Martin is happy about the museum’s focus on Northwest art from the late 19th century through the mid-20th century.

“All of our fine Northwest museums do a good job, but Cascadia is focusing exclusively on this period. Nobody else is doing that,” Martin said. “There were a lot of great artists then, but we rarely see their work. It’s buried in family and museum collections. These men and women produced beautiful work, much of it ahead of its time. We need to put these artists back on the map.”

Martin believes young people who have had limited exposure to this Northwest regional art will be enthralled with the work shown.

Echelbarger agrees. The museum is working with school districts and colleges to ensure that students visit the museum.

Along with the watercolor exhibit, the museum is hosting borrowed work by Anderson, who grew up in Edmonds, Graves, who lived for a time in Woodway, and Callahan, who had a place in the Granite Falls area.

Anderson, Graves, Callahan and Tobey were among the artists in the Northwest garnering national attention when Life magazine published its 1953 feature story “Mystic Painters of the Northwest.”

A large Anderson painting that normally graces the Edmonds City Council chambers will hang in the museum lobby. Four Graves paintings from the collection of photographer Mary Randlett have a special place in the main hall of the museum. Randlett, known for her portraits of Northwest regional artists, also lived in Edmonds.

It’s been only two years since the idea for the museum came together.

A fixture in downtown Edmonds since it was built in the mid-1960s as a grocery store, the museum building has been stripped down to show its beautiful curved hemlock beams. Architect Steve Johnson capitalized on its modern look and high ceilings.

“It’s cool and it’s gratifying,” Echelbarger said. “The building was great for a museum conversion and the city of Edmonds was so welcoming.”

The museum takes up about 11,000 square feet of the 20,000-square-foot building, which can be rented for events. It is surrounded by Scratch Distillery and Brigid’s bottleshop. Other businesses to be added to the complex include a Top Pot doughnut shop, an upscale restaurant and a Spud’s fish and chips shop.

The $350,000 renovation of the old Safeway created a museum space of six galleries, a central hall and an education room with a gift shop and proposed adjoining library. The glass entry, seating area and gift shop overlook container gardens that complement the museum’s mid-century modern aesthetics. The museum has heating, cooling and humidity standards equal to those maintained by the Smithsonian.

A 12-member board of directors, a few employees and a cadre of volunteers run the museum.

“Now we need people who will buy memberships and season passes and claim this museum as their own,” Echelbarger said.
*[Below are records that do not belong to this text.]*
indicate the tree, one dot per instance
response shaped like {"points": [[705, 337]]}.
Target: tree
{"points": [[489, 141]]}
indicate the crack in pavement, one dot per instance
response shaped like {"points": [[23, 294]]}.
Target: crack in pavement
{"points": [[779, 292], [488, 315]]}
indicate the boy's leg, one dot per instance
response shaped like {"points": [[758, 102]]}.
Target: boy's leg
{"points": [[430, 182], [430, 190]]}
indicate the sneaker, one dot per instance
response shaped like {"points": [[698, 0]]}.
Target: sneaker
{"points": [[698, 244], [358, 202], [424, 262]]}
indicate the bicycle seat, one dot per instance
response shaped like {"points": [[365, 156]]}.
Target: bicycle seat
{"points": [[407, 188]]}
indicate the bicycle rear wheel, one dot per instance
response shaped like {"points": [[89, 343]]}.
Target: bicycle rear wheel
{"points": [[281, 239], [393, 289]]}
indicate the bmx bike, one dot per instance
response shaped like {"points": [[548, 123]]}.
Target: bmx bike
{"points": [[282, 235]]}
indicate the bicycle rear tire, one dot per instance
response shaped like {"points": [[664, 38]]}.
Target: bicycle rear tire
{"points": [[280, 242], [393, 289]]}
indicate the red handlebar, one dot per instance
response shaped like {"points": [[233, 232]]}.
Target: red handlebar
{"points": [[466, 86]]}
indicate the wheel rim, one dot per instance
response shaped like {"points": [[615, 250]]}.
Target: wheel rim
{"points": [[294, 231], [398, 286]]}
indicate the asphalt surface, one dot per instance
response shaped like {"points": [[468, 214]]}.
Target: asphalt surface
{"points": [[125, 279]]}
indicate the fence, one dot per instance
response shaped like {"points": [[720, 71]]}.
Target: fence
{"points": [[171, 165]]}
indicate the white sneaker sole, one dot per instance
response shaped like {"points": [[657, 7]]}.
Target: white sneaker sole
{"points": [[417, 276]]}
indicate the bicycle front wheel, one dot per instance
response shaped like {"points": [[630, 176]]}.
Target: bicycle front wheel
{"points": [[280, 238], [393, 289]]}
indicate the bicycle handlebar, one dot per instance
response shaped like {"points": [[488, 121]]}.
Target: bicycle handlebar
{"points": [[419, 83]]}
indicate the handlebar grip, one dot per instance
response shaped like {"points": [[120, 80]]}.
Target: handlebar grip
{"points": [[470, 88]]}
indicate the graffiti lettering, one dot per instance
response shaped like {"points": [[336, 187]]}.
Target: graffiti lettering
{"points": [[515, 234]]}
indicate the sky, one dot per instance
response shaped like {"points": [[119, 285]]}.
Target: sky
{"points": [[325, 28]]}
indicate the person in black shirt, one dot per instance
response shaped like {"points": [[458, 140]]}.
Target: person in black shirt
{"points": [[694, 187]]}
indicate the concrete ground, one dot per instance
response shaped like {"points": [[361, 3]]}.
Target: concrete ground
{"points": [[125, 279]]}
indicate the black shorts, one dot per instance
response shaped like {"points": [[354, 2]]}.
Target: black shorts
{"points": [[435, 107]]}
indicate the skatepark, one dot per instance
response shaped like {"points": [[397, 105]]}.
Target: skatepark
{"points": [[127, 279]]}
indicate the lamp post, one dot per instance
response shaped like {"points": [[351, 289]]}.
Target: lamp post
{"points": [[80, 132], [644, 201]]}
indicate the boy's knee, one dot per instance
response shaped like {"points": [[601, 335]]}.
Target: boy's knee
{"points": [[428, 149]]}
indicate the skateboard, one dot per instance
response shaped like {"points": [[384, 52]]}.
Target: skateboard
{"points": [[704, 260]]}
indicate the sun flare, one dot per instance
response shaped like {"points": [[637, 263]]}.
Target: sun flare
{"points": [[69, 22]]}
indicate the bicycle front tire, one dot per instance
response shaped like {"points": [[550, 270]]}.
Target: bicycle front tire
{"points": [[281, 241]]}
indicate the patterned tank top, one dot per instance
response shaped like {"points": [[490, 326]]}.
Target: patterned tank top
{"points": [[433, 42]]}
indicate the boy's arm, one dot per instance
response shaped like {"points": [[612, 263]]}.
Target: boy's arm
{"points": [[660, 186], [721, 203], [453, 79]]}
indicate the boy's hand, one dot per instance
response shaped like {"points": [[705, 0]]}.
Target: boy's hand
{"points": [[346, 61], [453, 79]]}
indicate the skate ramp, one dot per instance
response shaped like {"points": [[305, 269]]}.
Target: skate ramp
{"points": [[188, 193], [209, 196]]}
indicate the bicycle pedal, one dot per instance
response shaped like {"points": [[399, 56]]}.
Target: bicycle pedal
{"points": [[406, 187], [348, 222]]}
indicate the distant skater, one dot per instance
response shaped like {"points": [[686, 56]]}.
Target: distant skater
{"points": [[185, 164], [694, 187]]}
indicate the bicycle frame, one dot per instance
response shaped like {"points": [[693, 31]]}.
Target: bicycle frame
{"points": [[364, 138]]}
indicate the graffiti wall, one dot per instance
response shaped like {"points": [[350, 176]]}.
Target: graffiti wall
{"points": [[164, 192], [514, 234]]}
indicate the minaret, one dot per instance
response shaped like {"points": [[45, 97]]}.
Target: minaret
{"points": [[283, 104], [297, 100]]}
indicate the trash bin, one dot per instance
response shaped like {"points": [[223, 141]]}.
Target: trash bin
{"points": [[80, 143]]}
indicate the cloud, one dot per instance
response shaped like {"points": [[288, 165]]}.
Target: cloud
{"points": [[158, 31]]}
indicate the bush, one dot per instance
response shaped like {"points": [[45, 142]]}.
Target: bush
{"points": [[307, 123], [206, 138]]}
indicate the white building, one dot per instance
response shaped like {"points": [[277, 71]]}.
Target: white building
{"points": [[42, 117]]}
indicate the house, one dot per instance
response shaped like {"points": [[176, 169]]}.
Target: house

Gale Fiege: 425-339-3427; gfiege@heraldnet.com. Twitter: @galefiege.

If you go

The new Cascadia Art Museum opens to the public 11 a.m. to 6 p.m. Sept. 12 and 13 at 190 Sunset Ave., Edmonds, with free admission those first two days. Cost is $10 beginning Sept. 16. Free admission is offered during Edmonds’ third Thursday art walk events. Memberships are $50. Seniors in the same household can share a membership. Hours go until 8 p.m. on Thursdays. The museum is closed Mondays and Tuesdays. The new book “A Fluid Tradition” is available for sale in the museum gift shop. More information is at cascadiaartmuseum.org.